相続税について

日付 2016/11/17
卓話者 加藤一郎税理士事務所 所長 加藤一郎様

相続税の歴史
相続税の創設は、明治37年2月に開戦した日露戦争の戦費調達を目的として、明治38年(1905年)4月1日に施行されました。相続税創設時の立法根拠は、偶然所得課税説と言われております。それ以後主な改正内容は①昭和21年改正で、民法の改正に対応して家督相続と遺産相続の課税区分廃止。この改正は、GHQが占領政策上の目的、つまり財閥解体後において富の集中が再度日本に現れることを阻止することにあったものと思われています。この時に初めて立法府側から相続税の課税根拠とされている「富の再分配」機能が示されることになります。②昭和25年の改正内容は相続税と贈与税を統合する「累積的取得税」の創設、その税率を25%~ 90%とするというものです。③昭和27年度税制改正で免税点の引き上げ、税率も最高税率を70%に引下げしています。④昭和28年度改正で、累積的取得税が廃止され、遺産取得税方式の相続税と暦年ごとに財産取得者に課税される贈与税の二本立てとする改正が行われました。⑤昭和32年の税制調査会の答申で個人の死亡の際に相続税を課税し、その富の一部を社会に還元することにより富の集中の抑制を行う(富の集中の抑制)及び被相続人の生前に受けた社会及び経済上の各種要請に基づく税制上の特典その他租税の回避等による負担の軽減を清算する(被相続人の一生の税の精算)として、これらは税制上重要な役割を果たすものだと述べております。これにより法定相続分課税方式が創設されることとなります。⑥平成15年度の税制改正において相続時精算課税制度が導入されました。この制度の導入の趣旨・目的は高齢者の保有する資産の有効活用を通じて経済社会の活性化にも資するといった社会的要請もあるとして、この制度が生み出されました。⑦平成25年度の税制改正において、バブル崩壊後の地価の大幅下落への対応、格差の固定化の防止等の観点から基礎控除額の引下げ及び最高税率の引き上げが平成27年1月1日以降相続開始分から実施されました。

国税庁の統計からみる相続税
平成26年度の相続税収は相続税法全体で1兆8,828億円。

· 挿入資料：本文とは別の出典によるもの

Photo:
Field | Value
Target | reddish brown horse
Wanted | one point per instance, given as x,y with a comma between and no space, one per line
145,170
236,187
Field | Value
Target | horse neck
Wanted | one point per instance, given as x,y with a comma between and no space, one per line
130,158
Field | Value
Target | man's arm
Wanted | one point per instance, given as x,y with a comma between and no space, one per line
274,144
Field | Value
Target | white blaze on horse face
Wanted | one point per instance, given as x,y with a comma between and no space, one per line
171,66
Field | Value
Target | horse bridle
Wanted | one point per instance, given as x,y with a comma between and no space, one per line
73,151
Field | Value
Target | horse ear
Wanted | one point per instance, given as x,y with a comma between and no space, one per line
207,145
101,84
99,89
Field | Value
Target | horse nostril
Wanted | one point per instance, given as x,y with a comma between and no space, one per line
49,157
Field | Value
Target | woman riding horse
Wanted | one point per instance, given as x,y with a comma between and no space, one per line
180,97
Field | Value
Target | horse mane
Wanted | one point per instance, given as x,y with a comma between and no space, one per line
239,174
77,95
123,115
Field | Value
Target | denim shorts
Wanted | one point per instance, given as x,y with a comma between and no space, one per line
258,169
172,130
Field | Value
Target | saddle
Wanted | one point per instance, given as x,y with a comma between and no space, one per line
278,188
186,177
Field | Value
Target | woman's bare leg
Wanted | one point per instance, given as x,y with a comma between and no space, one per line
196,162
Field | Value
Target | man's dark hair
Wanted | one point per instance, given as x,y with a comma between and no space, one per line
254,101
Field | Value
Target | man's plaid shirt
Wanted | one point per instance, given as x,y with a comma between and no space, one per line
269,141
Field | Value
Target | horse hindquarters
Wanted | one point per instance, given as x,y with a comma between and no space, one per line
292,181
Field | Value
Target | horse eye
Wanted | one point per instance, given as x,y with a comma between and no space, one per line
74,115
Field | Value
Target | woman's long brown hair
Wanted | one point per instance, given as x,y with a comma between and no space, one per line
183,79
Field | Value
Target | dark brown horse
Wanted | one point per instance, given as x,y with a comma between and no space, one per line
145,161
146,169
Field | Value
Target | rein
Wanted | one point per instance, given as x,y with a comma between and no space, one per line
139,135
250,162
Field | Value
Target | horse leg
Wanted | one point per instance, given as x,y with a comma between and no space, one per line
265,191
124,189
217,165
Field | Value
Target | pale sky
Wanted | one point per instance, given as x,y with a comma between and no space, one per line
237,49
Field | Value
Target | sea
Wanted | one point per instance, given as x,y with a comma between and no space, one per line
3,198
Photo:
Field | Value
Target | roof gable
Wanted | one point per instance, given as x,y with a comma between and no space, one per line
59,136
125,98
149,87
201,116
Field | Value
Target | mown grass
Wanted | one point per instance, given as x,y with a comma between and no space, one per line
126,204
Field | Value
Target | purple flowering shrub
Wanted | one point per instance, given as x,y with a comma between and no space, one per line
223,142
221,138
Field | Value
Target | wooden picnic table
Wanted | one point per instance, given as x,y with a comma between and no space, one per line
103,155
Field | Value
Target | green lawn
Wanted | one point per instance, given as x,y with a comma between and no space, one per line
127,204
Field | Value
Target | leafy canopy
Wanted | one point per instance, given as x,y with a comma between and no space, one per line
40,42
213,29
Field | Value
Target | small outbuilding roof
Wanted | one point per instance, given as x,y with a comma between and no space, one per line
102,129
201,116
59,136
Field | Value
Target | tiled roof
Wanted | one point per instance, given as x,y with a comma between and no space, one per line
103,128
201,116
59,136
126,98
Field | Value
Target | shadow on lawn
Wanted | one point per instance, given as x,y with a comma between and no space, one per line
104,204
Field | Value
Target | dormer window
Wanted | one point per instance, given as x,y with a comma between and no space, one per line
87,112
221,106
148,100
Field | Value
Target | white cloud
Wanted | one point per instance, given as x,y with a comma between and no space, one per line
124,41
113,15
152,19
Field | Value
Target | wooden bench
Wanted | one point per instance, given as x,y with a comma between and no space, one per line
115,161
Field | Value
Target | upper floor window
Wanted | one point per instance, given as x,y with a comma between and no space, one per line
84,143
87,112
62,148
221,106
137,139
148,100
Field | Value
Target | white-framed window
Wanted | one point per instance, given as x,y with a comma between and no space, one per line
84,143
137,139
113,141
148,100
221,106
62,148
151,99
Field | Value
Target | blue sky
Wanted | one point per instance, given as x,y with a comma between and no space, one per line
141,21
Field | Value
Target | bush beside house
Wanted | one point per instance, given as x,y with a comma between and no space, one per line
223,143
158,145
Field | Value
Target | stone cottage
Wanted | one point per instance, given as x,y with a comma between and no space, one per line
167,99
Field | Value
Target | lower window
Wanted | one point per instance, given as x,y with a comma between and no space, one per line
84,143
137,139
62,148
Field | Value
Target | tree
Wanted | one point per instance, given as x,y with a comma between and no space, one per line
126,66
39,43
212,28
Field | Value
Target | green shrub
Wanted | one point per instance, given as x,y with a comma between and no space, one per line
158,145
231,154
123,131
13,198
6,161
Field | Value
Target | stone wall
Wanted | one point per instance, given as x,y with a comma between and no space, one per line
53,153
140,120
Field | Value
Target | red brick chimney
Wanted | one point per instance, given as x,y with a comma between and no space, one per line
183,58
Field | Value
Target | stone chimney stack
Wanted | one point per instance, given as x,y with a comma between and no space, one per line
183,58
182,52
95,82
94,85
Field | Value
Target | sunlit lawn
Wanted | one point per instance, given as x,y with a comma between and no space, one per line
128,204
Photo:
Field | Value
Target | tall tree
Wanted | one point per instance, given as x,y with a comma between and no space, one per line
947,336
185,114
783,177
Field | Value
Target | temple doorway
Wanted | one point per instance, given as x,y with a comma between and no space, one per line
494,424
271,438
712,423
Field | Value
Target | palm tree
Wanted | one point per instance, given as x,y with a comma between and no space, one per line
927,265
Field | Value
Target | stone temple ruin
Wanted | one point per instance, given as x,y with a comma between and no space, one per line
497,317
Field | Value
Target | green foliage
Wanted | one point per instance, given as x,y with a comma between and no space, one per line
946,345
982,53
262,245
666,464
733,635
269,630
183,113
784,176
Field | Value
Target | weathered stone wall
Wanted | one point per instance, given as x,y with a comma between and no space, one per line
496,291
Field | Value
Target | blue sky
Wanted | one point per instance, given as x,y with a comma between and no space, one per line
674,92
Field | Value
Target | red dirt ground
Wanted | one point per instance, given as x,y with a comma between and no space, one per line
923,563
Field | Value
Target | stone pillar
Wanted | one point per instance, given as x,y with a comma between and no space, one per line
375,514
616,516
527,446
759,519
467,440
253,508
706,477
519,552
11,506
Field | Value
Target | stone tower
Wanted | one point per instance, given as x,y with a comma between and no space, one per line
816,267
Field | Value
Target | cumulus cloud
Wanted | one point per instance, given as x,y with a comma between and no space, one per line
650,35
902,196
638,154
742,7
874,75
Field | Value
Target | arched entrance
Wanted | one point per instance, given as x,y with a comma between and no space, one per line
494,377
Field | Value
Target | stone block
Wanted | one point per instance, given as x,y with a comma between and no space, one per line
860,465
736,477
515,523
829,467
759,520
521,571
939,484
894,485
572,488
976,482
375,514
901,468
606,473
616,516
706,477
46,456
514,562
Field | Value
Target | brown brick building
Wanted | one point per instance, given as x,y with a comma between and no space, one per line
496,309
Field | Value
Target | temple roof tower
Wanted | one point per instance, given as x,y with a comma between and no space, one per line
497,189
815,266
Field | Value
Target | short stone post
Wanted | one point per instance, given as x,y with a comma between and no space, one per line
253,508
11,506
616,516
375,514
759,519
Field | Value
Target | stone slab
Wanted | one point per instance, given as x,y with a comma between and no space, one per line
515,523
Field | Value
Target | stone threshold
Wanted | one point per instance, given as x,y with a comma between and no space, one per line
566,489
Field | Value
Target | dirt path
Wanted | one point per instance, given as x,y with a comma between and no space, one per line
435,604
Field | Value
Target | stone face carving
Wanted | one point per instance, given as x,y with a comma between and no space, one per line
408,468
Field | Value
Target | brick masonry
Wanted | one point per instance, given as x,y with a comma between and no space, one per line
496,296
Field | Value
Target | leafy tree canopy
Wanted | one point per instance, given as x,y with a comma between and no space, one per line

内訳は相続税が1兆3,904億円、贈与税が2,784億円、その他過年度修正分となっております。税収全体での構成比率は3.5%であります。また、相続税の申告対象となった被相続人は56,239名で11兆3,937億円が課税対象財産となっております。

また、贈与税の申告をされた方は、437,217人でその取得した財産の価額は2兆1,603億円となっております。そのうち納税された方は376,233人で納税額は2,784億円となっております。